То, что Либина убил Иуда, сумел доказать следователь прокуратуры Гришин Андрей Васильевич, но не без помощи Руденко. Постоянно сочившаяся из заусенец не желающая сворачиваться кровь, нездоровый вид в последнее время, потливость… Именно его кровь, с колоссальным количеством сахара, обнаружили в квартире погибшего Либина и даже на пистолете, кровь человека, страдающего сахарным диабетом, о котором Иуда и не догадывался… И эту же кровь нашли на лестничной площадке квартиры Валентины в Саратове. Он сам выстрелил себе в плечо, чтобы создать видимость присутствия в городе настоящего убийцы… Он хотел одного – чтобы Валентина принадлежала только ему. Чтобы она бросила Кайтанова, бросила Саратов, кишащий убийцами, и пришла к нему. Выбрала только его одного, преданного и любящего лишь ее одну. Но прежде он разрешил другую, более важную проблему – убрал с дороги главного противника, свалившегося внезапно, как снег на голову, красивого парня Либина, первую ее любовь…

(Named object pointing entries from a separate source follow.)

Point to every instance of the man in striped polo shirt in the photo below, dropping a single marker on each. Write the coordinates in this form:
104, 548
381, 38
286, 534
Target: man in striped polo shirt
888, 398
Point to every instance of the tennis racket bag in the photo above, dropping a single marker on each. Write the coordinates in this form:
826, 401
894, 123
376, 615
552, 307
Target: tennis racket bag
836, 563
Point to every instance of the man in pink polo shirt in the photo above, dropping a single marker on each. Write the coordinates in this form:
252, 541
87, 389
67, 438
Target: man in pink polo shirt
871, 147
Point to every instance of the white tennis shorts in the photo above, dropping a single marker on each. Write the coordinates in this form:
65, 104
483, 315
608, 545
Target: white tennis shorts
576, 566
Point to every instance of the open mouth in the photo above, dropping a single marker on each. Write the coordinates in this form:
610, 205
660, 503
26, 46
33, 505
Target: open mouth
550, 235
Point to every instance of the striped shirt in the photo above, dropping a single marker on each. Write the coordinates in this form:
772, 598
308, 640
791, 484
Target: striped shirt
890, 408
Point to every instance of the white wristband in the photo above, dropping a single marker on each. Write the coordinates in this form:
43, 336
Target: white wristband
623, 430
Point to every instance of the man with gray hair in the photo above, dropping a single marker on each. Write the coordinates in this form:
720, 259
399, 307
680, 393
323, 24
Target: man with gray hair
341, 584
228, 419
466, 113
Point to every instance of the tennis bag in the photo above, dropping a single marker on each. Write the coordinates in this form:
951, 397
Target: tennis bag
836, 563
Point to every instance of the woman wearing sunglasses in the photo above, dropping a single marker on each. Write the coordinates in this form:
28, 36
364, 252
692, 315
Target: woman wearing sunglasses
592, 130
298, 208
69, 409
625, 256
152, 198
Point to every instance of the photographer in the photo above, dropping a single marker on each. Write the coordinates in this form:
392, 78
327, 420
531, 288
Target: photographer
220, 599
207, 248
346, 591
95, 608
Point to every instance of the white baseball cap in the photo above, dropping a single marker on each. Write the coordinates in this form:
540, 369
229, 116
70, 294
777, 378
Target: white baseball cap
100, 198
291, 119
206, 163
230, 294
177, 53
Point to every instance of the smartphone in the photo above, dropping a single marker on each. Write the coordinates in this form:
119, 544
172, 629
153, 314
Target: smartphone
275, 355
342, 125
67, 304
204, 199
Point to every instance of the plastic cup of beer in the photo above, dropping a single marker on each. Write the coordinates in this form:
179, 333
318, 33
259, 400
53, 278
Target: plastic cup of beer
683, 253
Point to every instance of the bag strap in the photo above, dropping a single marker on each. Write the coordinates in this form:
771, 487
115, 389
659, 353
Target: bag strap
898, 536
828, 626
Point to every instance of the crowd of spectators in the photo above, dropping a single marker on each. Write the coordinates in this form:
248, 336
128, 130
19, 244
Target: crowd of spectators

Иуда умер в тот же день, когда прилетел из Саратова в Москву. Ему стало плохо уже в аэропорту, и оттуда его, находящегося в тяжелейшей диабетической коме, отправили в больницу, где он, не приходя в себя, и скончался.

…Глотая слезы, Валентина достала из сумки большой, политый белой сахарной глазурью и посыпанный розовой и зеленой карамельной крошкой пасхальный кулич.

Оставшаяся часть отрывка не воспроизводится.